Samah Ramadan

Personal information
- Full name: Samah Ramadan Mohamed
- Nationality: Egypt
- Born: 16 April 1978 (age 48) Cairo, Egypt
- Occupation: Judoka
- Height: 1.86 m (6 ft 1 in)
- Weight: 76 kg (168 lb)

Sport
- Sport: Judo
- Event: +78 kg
- Club: Hiliopolis Club Cairo
- Coached by: Adel Mostafa

Medal record
Women's judo
Representing Egypt
All-Africa Games
| Gold medal – first place | 2007 Algiers | +78 kg |
African Championships
| Gold medal – first place | 2001 Tripoli | +78 kg |
| Gold medal – first place | 2005 Port Elizabeth | +78 kg |
| Gold medal – first place | 2006 Port Louis | +78 kg |
| Silver medal – second place | 2004 Tunis | +78 kg |
| Bronze medal – third place | 2009 Port Louis | +78 kg |

Profile at external databases
- IJF: 6124
- JudoInside.com: 8834

= Samah Ramadan =

Egyptian Olympic judoka (born 1978)

Samah Ramadan Mohamed (also Samah Ramadan, سماح رمضان محمد; born April 16, 1978, in Cairo) is an Egyptian judoka, who played for the women's heavyweight category. She is a two-time Olympian, and a five-time medalist at the African Judo Championships. She also defeated Nigeria's Adijat Ayuba for the gold medal in the 78 kg class at the 2007 All-Africa Games in Algiers, Algeria.

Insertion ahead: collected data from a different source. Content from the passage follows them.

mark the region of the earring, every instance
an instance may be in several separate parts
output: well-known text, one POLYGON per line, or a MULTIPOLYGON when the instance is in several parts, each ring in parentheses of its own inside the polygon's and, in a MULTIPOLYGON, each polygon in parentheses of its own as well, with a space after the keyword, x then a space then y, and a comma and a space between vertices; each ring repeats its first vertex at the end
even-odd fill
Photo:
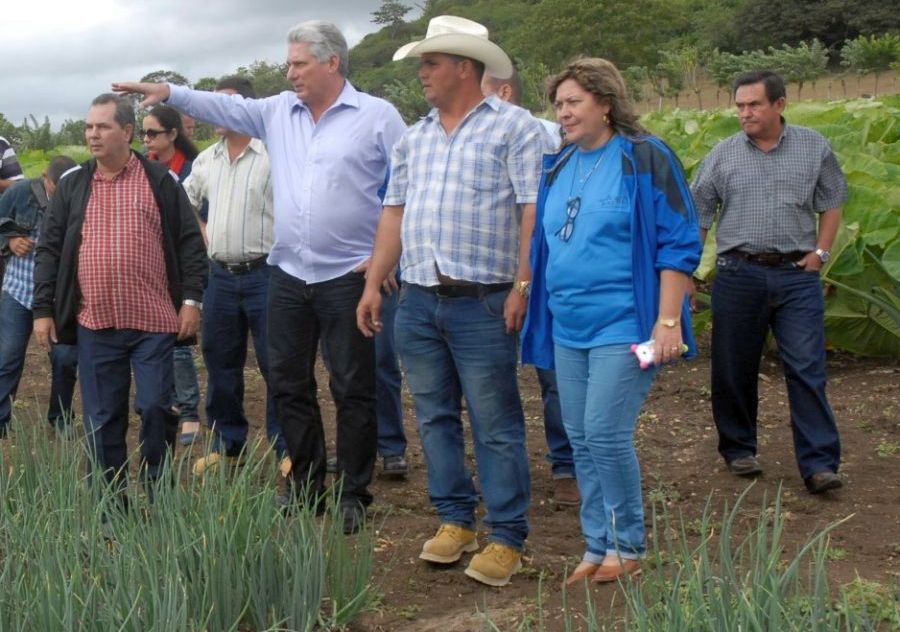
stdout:
POLYGON ((604 125, 609 125, 609 114, 604 114, 604 115, 603 115, 603 124, 604 124, 604 125))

Ramadan made her official debut for the 2004 Summer Olympics in Athens, where she lost the first preliminary round match of the women's heavyweight class (+78 kg), by an ippon and a soto makikomi (outer wraparound), to Russia's Tea Donguzashvili. Ramadan later qualified for the repechage rounds, but she was beaten in her first match by South Korea's Choi Sook-Ie.

At the 2008 Summer Olympics in Beijing, Ramadan competed for the second time in the women's +78 kg class. She received a bye for the second preliminary round, before losing out again this time to Cuba's Idalys Ortiz by an ippon and a seoi nage (shoulder throw). Because her opponent advanced further into the semi-finals, Ramadan offered another for the bronze medal by defeating Australia's Janelle Shepherd in the repechage rounds. She finished only in seventh place, after losing out the final repechage bout to another South Korean judoka Kim Na-Young, who successfully scored a waza-ari-awasete-ippon (two full points), and a kesa-gatame (scarf hold), at three minutes and thirty seconds.